The rights of the appellant, the mortgagee in this case, did not accrue after, but accrued before, the expiration of the 90 days, and consequently it was not within the class of purchasers and incumbrancers excepted by the statute; and the omission by the appellee to file its account and claim of lien during the 90 days did not defeat or affect its lien as against this mortgagee. Our conclusion is that the failure of the holder of a mechanic's lien to file his account within 90 days after the completion of the performance of his contract under sections 5469 and 5476 of the Compiled Laws of Dakota, 1887, will not defeat his lien or its priority as against the mortgage made and recorded within 90 days. Hill v. Building Co. (S. D.) 60 N. W. 752, 757; Sarles v. Sharlow, 5 Dak. 100, 109, 37 N. W. 748; Evans v. Tripp, 35 Iowa, 371, 372; Kidd v. Wilson, 23 Iowa, 464; Noel v. Temple, 12 Iowa, 276, 281; Neilson v. Railway Co., 44 Iowa, 71, 73; Curtis v. Broadwell (Iowa) 24 N. W. 265, 266; Hoskins v. Carter (Iowa) 24 N. W. 249; Doolittle v. Plenz (Neb.) 20 N. W. 116.

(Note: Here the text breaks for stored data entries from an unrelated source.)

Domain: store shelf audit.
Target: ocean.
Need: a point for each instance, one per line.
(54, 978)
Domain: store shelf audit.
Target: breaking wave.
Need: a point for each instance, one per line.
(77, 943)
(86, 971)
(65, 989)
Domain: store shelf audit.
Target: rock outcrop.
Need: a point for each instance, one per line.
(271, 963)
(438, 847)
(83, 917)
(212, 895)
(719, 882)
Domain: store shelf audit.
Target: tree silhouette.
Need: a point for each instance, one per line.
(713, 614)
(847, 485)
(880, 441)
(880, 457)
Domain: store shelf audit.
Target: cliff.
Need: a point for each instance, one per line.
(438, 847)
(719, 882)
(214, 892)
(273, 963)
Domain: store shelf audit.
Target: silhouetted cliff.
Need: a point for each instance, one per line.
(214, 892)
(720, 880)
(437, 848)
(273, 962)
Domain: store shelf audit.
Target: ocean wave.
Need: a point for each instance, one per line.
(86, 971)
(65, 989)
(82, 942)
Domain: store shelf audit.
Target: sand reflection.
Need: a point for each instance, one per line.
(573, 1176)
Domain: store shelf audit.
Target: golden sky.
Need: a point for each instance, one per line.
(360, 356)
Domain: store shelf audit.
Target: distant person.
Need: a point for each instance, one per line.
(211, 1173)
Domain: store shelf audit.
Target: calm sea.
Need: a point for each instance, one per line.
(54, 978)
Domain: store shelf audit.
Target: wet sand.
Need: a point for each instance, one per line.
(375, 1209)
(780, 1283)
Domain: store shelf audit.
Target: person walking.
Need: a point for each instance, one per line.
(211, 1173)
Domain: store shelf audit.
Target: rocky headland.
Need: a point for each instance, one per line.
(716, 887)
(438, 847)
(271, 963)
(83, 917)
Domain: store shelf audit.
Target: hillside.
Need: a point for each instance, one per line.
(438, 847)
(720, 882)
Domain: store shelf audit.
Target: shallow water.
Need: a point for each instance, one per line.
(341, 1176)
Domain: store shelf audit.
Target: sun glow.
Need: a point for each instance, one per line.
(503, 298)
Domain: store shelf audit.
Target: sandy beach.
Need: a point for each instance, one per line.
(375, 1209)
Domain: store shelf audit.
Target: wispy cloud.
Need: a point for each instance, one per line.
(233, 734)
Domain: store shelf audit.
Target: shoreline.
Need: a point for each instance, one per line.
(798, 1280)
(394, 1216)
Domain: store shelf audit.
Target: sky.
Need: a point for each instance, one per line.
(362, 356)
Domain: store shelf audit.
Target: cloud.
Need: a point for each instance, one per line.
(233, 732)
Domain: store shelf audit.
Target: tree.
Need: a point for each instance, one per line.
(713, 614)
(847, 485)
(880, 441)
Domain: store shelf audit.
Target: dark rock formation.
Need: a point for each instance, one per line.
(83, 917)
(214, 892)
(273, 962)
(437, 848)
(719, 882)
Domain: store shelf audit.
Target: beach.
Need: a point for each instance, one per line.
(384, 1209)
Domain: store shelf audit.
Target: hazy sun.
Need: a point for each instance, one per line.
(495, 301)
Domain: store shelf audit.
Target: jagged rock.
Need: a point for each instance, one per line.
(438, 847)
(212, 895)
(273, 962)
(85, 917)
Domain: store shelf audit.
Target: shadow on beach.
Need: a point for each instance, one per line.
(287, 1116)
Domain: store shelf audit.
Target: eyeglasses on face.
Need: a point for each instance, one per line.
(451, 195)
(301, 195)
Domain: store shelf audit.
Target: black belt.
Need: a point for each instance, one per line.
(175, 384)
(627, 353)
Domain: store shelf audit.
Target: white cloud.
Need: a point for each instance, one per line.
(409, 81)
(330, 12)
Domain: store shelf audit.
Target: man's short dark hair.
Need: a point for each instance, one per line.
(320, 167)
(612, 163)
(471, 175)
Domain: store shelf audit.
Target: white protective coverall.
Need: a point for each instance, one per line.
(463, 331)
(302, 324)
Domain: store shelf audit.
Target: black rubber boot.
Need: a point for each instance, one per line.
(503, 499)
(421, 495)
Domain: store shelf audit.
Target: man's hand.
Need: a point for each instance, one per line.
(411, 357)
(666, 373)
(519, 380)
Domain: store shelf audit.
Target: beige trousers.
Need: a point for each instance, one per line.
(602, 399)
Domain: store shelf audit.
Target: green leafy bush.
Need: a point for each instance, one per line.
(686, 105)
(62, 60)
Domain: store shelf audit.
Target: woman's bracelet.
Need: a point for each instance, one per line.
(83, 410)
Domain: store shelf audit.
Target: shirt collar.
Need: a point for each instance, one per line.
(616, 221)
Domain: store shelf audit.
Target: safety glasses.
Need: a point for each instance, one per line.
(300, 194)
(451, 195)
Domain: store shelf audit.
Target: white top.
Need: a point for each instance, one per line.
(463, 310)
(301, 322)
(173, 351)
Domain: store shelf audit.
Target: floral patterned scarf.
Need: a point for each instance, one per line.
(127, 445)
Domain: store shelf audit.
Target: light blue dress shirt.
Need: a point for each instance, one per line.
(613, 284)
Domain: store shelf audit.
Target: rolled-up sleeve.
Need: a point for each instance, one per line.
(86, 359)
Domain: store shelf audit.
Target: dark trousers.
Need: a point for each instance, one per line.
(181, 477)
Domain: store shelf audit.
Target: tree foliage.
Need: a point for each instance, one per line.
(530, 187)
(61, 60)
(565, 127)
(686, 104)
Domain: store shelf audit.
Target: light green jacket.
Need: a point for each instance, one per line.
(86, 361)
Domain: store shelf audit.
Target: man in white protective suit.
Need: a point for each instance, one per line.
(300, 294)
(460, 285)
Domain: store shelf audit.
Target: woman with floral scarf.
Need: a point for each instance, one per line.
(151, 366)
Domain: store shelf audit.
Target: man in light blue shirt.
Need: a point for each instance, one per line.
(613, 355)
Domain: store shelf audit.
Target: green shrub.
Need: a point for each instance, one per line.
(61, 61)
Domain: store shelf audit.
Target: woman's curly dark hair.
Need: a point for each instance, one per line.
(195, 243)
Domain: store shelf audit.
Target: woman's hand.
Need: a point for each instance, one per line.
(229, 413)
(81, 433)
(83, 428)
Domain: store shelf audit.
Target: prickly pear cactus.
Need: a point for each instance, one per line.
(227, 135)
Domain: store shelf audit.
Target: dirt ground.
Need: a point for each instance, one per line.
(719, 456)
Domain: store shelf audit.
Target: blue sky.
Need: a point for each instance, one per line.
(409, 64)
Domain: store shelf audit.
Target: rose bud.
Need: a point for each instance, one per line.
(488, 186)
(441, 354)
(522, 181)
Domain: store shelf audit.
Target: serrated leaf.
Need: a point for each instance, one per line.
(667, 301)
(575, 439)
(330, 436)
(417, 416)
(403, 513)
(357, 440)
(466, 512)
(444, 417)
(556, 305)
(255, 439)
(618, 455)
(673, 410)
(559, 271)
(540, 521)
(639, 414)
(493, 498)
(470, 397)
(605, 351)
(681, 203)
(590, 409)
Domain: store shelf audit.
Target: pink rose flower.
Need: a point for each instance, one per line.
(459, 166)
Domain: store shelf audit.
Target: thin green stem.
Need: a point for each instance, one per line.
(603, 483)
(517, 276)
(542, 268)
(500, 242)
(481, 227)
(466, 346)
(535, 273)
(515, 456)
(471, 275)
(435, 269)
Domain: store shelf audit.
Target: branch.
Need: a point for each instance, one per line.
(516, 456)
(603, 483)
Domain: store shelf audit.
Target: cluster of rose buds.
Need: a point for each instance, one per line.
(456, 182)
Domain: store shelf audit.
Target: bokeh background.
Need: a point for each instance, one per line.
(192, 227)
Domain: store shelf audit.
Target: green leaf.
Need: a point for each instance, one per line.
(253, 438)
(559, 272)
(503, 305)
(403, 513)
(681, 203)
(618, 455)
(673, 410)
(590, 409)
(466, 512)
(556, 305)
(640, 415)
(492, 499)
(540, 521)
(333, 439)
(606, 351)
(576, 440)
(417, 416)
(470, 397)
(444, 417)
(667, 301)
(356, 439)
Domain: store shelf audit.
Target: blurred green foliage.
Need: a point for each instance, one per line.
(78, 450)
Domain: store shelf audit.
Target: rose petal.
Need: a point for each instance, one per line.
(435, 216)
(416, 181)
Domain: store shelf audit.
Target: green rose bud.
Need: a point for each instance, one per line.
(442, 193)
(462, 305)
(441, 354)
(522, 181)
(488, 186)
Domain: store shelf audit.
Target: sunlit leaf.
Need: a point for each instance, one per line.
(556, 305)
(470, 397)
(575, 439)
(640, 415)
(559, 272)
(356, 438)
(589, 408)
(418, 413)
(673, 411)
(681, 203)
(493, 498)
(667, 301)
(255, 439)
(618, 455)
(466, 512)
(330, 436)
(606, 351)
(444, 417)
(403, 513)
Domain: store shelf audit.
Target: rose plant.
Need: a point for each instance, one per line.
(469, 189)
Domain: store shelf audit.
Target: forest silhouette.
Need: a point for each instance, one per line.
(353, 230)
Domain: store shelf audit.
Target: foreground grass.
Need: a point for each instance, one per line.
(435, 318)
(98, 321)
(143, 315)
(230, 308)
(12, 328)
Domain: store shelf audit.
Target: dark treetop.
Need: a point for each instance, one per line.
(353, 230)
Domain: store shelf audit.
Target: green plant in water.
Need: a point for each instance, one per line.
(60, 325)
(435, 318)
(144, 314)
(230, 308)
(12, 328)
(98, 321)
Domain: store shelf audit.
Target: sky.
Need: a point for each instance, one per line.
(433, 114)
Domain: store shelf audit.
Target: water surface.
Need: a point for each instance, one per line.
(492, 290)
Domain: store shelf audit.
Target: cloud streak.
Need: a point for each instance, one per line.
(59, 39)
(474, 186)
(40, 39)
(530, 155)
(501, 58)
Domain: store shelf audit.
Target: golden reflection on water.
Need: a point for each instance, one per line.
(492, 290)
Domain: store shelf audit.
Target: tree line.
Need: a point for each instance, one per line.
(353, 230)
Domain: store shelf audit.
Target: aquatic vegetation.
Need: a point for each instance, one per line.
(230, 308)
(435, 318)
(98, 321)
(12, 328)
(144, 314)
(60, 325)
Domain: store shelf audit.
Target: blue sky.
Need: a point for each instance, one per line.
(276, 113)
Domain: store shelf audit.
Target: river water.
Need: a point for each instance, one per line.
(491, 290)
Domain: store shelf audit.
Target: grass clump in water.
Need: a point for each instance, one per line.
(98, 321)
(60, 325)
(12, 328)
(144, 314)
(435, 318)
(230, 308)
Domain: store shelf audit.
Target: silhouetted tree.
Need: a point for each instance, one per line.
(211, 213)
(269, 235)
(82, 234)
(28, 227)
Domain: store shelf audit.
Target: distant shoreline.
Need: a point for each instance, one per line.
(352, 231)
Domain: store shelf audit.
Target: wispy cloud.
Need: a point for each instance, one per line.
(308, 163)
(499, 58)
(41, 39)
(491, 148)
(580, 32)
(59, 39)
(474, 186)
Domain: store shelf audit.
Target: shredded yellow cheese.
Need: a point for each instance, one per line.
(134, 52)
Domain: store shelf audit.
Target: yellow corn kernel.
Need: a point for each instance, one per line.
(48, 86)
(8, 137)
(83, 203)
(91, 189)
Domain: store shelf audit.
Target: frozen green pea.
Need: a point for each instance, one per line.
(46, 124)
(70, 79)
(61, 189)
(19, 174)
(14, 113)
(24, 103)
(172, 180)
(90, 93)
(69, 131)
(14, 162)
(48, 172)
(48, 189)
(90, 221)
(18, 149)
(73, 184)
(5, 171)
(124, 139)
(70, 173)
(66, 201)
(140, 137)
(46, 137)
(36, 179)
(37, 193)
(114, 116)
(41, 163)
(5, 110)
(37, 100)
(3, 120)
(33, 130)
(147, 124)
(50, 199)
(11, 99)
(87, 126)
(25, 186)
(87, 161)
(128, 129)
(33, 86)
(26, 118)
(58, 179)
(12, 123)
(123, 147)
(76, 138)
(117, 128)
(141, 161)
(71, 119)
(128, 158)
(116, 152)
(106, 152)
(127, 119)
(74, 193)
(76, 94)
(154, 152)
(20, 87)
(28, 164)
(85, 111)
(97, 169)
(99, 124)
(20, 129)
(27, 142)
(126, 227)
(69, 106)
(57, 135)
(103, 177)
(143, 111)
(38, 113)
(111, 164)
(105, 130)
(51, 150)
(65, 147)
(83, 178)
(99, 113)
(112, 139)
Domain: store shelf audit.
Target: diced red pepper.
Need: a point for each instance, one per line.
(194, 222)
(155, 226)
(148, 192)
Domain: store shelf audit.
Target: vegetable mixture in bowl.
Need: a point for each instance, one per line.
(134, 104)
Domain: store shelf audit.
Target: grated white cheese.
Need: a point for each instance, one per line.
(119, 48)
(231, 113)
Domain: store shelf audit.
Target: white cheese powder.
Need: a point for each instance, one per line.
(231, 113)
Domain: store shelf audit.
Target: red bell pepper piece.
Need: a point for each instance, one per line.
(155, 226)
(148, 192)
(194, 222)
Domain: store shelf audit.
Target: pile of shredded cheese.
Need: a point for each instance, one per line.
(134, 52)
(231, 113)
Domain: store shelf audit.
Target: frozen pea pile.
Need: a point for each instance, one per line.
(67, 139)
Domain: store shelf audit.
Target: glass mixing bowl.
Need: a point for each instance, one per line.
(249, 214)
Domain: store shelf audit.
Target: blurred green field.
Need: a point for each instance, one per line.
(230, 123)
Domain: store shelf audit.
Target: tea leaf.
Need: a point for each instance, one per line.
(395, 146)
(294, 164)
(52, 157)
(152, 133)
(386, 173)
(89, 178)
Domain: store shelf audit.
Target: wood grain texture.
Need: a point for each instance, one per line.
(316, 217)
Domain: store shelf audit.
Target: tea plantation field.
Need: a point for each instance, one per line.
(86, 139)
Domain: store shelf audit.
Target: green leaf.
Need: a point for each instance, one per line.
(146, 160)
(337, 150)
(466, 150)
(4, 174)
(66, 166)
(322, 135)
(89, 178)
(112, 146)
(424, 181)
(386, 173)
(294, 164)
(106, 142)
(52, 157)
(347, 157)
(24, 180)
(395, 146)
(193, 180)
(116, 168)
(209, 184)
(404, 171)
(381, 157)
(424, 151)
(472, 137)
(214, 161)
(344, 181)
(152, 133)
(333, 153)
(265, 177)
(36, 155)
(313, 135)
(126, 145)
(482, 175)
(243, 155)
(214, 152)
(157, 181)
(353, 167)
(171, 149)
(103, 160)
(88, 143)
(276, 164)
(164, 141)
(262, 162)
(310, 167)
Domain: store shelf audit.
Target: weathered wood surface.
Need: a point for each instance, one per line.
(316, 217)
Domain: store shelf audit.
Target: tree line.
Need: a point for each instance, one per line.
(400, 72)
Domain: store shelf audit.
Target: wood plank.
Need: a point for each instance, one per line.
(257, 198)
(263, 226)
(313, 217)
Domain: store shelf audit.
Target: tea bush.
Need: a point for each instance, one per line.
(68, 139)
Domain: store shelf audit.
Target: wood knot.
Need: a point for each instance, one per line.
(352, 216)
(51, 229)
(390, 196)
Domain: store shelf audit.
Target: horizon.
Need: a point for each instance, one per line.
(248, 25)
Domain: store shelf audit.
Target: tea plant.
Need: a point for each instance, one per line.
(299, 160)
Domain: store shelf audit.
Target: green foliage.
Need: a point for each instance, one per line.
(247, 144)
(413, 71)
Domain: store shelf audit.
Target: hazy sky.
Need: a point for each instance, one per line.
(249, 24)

Since it was unnecessary for the appellant to file any account or claim of lien in order to preserve the priority of its lien upon this property as against the appellee, the only remaining question in this case is whether or not the acceptance and discount of the promissory notes taken for the account which was secured by the lien destroyed the lien. This question is too well settled by the consensus of judicial reasoning and authority to warrant extended discussion. Statutes securing upon buildings and improvements the wages of the labor and the value of the materials bestowed upon them are and ought to be liberally construed. The labor and material once bestowed lose all their value to the laborer or material man. He cannot take them back. They enhance the value of the property on which they are bestowed, and its owner, and those who take under him, receive all the benefits of this labor and material. Under such circumstances, justice and equity demand that the lien of the laborer or material man for his wages or for the value of his material should be maintained to the full extent to which the statutes give it. No reason occurs to us why a lienor who takes a promissory note for his account under an arrangement that the note is not accepted as payment, but that it will be credited when paid (and that was the arrangement under which the appellant took the notes in this case), should be held to thereby release or destroy his lien. The book account is an evidence of indebtedness. The note taken for the account is merely another form of evidence of the same debt, and it is secured by the same lien. The note may suspend the right to enforce the lien, but if it matures within the time allowed by the statute for foreclosure it is not perceived why the lien may not be then enforced. Nor is there anything in the act of discounting the note that ought to discharge or destroy the lien. The indorsement and transfer of the note may be an equitable assignment of the lien, but the legal title to it still remains in the lienor. There is no

doubt that the payment of the note would constitute a complete defense to the enforcement of the lien, just as the payment of a mortgage note to an indorsee would be a complete defense against the mortgage. But this fact does not destroy or affect the security of the lien or of the mortgage while the note still remains unpaid. While a note given for an account that is secured by a mechanic's lien remains in the hands of the indorsee the maker owes the debt to him, and the indorser stands bound to pay the note if the maker does not. The lien is held by the indorser to secure the performance of both these contracts, and it inures to the benefit of him who first performs. If the maker pays the note, he thereby procures the benefit of the lien, and may have it discharged. If the note is protested, and the indorser is compelled to take it up and pay it, that payment effects a reassignment to him of the equitable interest in the lien, and gives him the right to enforce it for his own benefit upon a surrender of the note. These views appeal to the reason with such compelling force, and have been so often expressed by the courts, that it would be a work of supererogation to do more than to state them, and our conclusion is that the acceptance and discounting by the holder of a mechanic's lien of promissory notes taken for the account secured by the lien, which mature within the time limited for its enforcement, do not destroy the lien, or subordinate it to a subsequent mortgage. Hill v. Building Co. (S. D.) 60 N. W. 752, 755; Bank v. Schloth, 59 Iowa, 316, 13 N. W. 314, 317; Smith v. Johnson, 2 MacArthur, 481; Miller v. Moore, 1 E. D. Smith, 739; Farwell v. Grier, 38 Iowa, 83; Sweet v. James, 2 R. I. 270; McMurray v. Taylor, 30 Mo. 263; Goble v. Gale, 7 Blackf. 218; Graham v. Holt, 4 B. Mon. 61; Dawson v. Black, 148 Ill. 484, 36 N. E. 413; Phillips, Mech. Liens, § 278.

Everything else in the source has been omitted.